Dobbiamo arrivare alla Presidenza di Belisario Betancour (1982-86) per iniziare a vivere un processo di pace con la guerriglia (sia dell’Eln che delle Farc) che però lasciò aperta la porta al potentissimo Escobar che solo durante la Presidenza del liberale Cesar Gaviria venne chiusa definitivamente nel 1993 con l’uccisione del leader narco. Il leggendario capo, la cui morte venne pianta dalle classi più povere del Paese, visto che durante il suo “regno” aveva trasformato le villas miserias di Medellin e di altre città del Paese in posti vivibili, sostituendosi allo Stato in questa funzione, aveva con Gaviria una relazione prospera che però si ruppe quando Escobar non rispettò l’accordo che aveva fatto con il Governo, provocandone la rottura e la conseguente caccia che culminò con la morte del leader narco il 2 dicembre 1993 nella sua Medellin.
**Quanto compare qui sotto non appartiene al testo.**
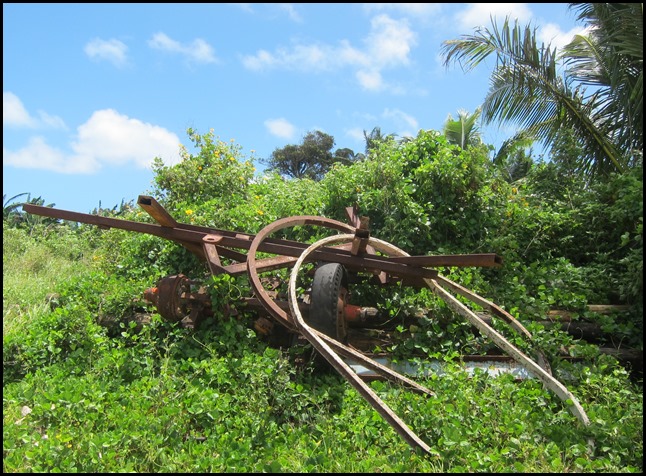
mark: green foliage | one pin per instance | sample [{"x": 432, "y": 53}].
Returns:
[
  {"x": 217, "y": 171},
  {"x": 87, "y": 388},
  {"x": 311, "y": 159}
]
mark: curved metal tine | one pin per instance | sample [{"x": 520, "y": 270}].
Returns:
[
  {"x": 382, "y": 370},
  {"x": 366, "y": 392},
  {"x": 550, "y": 382},
  {"x": 497, "y": 311},
  {"x": 344, "y": 369}
]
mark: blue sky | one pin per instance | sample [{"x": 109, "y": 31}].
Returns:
[{"x": 93, "y": 92}]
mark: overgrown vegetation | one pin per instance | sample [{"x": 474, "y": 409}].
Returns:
[
  {"x": 88, "y": 388},
  {"x": 81, "y": 395}
]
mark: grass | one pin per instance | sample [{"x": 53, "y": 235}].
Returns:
[{"x": 80, "y": 398}]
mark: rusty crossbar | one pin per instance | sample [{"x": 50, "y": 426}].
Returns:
[{"x": 359, "y": 252}]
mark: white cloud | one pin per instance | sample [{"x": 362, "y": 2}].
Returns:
[
  {"x": 389, "y": 44},
  {"x": 553, "y": 35},
  {"x": 413, "y": 10},
  {"x": 37, "y": 154},
  {"x": 114, "y": 51},
  {"x": 401, "y": 119},
  {"x": 479, "y": 14},
  {"x": 106, "y": 139},
  {"x": 291, "y": 11},
  {"x": 199, "y": 51},
  {"x": 280, "y": 128},
  {"x": 370, "y": 80},
  {"x": 14, "y": 114},
  {"x": 356, "y": 134}
]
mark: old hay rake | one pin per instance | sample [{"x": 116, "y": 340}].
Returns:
[{"x": 324, "y": 318}]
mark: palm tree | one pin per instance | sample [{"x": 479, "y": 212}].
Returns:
[
  {"x": 528, "y": 89},
  {"x": 464, "y": 130}
]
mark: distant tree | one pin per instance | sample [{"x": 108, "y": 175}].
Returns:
[
  {"x": 310, "y": 159},
  {"x": 463, "y": 131},
  {"x": 375, "y": 137}
]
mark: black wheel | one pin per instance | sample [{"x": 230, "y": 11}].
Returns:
[{"x": 327, "y": 300}]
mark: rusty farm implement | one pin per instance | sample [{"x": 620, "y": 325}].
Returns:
[{"x": 325, "y": 316}]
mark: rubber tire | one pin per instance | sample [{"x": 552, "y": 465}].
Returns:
[{"x": 330, "y": 281}]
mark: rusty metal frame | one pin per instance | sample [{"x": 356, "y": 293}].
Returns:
[{"x": 358, "y": 253}]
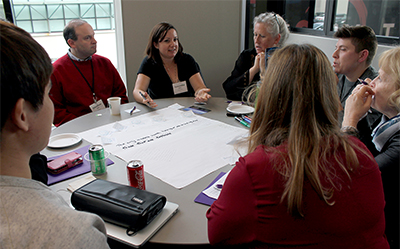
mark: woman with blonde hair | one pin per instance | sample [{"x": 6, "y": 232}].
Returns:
[
  {"x": 383, "y": 140},
  {"x": 303, "y": 184}
]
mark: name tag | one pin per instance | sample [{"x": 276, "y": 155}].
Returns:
[
  {"x": 179, "y": 87},
  {"x": 99, "y": 105}
]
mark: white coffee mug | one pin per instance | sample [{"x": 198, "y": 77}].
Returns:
[{"x": 114, "y": 104}]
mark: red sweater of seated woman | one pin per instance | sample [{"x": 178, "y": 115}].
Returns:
[
  {"x": 249, "y": 208},
  {"x": 72, "y": 95}
]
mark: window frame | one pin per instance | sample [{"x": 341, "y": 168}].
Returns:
[{"x": 330, "y": 11}]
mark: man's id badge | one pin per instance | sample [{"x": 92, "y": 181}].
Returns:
[
  {"x": 179, "y": 87},
  {"x": 98, "y": 105}
]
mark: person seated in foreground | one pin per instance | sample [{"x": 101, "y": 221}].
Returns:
[
  {"x": 32, "y": 215},
  {"x": 82, "y": 81},
  {"x": 304, "y": 184},
  {"x": 270, "y": 32},
  {"x": 166, "y": 71},
  {"x": 383, "y": 94}
]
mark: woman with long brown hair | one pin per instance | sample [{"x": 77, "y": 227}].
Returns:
[{"x": 303, "y": 182}]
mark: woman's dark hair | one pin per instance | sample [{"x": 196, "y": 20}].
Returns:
[
  {"x": 157, "y": 34},
  {"x": 25, "y": 69}
]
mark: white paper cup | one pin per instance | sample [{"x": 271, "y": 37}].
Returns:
[{"x": 114, "y": 104}]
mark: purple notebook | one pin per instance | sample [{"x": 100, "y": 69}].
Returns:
[
  {"x": 75, "y": 171},
  {"x": 204, "y": 199}
]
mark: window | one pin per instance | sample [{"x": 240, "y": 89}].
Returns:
[
  {"x": 324, "y": 17},
  {"x": 39, "y": 16}
]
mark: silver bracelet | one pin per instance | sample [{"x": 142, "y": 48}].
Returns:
[{"x": 351, "y": 130}]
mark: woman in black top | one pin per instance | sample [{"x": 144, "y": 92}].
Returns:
[{"x": 168, "y": 72}]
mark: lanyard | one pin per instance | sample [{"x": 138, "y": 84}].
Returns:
[{"x": 87, "y": 82}]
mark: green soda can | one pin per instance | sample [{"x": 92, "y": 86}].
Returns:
[{"x": 97, "y": 159}]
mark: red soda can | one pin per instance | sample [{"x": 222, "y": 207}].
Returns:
[{"x": 136, "y": 174}]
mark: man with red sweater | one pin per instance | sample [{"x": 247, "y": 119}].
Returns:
[{"x": 82, "y": 81}]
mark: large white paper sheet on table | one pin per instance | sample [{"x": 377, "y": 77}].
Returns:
[{"x": 175, "y": 146}]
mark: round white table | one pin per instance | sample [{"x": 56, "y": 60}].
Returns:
[{"x": 189, "y": 225}]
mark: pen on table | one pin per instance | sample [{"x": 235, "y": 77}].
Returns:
[
  {"x": 218, "y": 186},
  {"x": 242, "y": 122},
  {"x": 363, "y": 82},
  {"x": 147, "y": 103},
  {"x": 134, "y": 108}
]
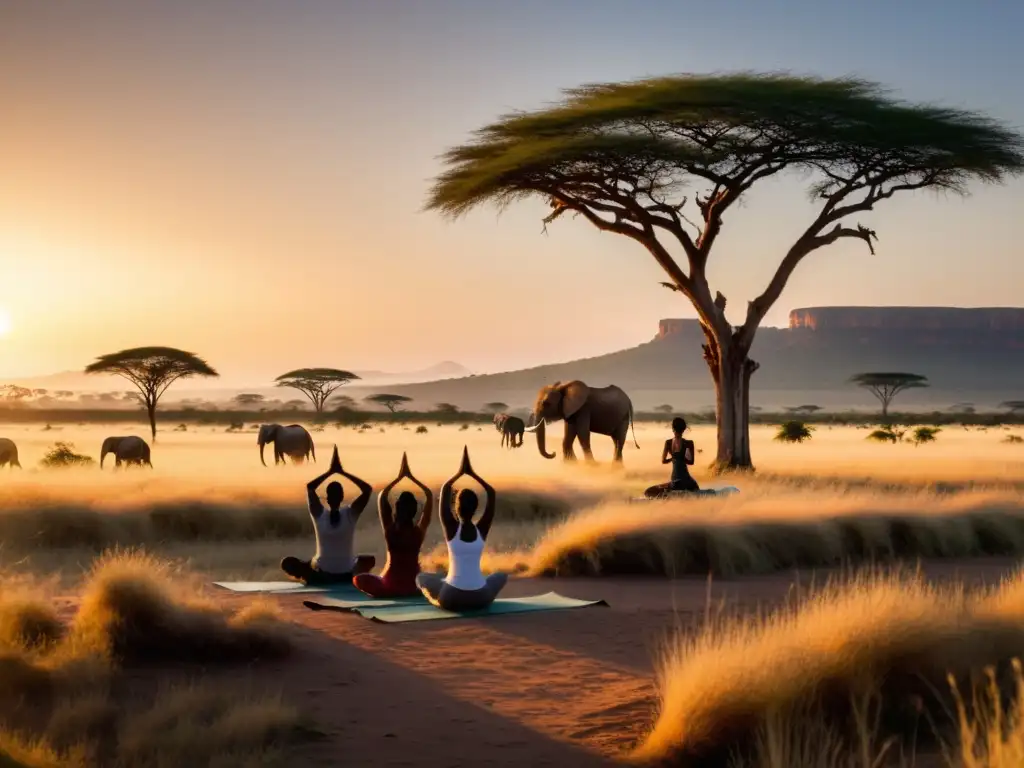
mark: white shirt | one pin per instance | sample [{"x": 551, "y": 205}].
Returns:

Ma è chiaro che, nonostante da allora ci sia stata una riappacificazione nel Paese e l’economia abbia dato risultati importanti anche al di fuori dell’attività cocalera (ci troviamo di fronte a uno dei Paesi più ricchi del mondo), l’influenza dei cartelli della droga e i suoi confini con la guerriglia armata non sono scomparsi ed è questo che Uribe ha cercato di combattere pur tra mille sospetti di connivenza con cartelli nemici delle Farc.

Ora una denuncia presentata da diverse organizzazioni per i diritti umani davanti alla Corte di Ginevra in cui Uribe è denunciato per uso sia di gruppi paramilitari che di un aumento dei casi di tortura dell’80%, esercitati dai poteri dello Stato sia durante la sua Presidenza che quando ricopriva la carica di Governatore di Antioqia, uno dei 32 Dipartimenti della Colombia che ha per capitale Medellin, arriva come un macigno per l’attuale Presidente che già da mesi ha da gestire una situazione difficile sopratutto per le massicce proteste, organizzate dall’opposizione, a causa dei tagli fortissimi ai salari, alle pensioni, oltre a quelli all’educazione. A ciò si aggiungono accuse di genocidio delle comunità indigene del Paese e la scarsa applicazione dell’ulteriore accordo di pace siglato nel 2016 con la guerriglia, in special modo le Farc.

Il processo di sostituzione dell’illegale coltivazione della coca con altre legali ha subito un rallentamento che ha vieppiù aumentato il tenore delle proteste, allargatesi a tutto il Paese, accusando Ivan Duque di sabotarlo e con esso di rallentare la pacificazione totale, fatto che potrebbe riportare la Colombia nel caos.

Come si vede il Covid-9 anche qui ha causato danni su di una nazione già con grandi problemi di stabilità sia economica che politica e sociale e ora tocca proprio a Duque, compagno dello stesso partito politico di Uribe, disinnescare una bomba che, se dovesse esplodere, riporterebbe la Colombia indietro negli anni di piombo dai quali faticosamente sta tentando di uscire: ma bisogna urgentemente che il Presidente faccia estrema chiarezza e proceda nella giusta direzione.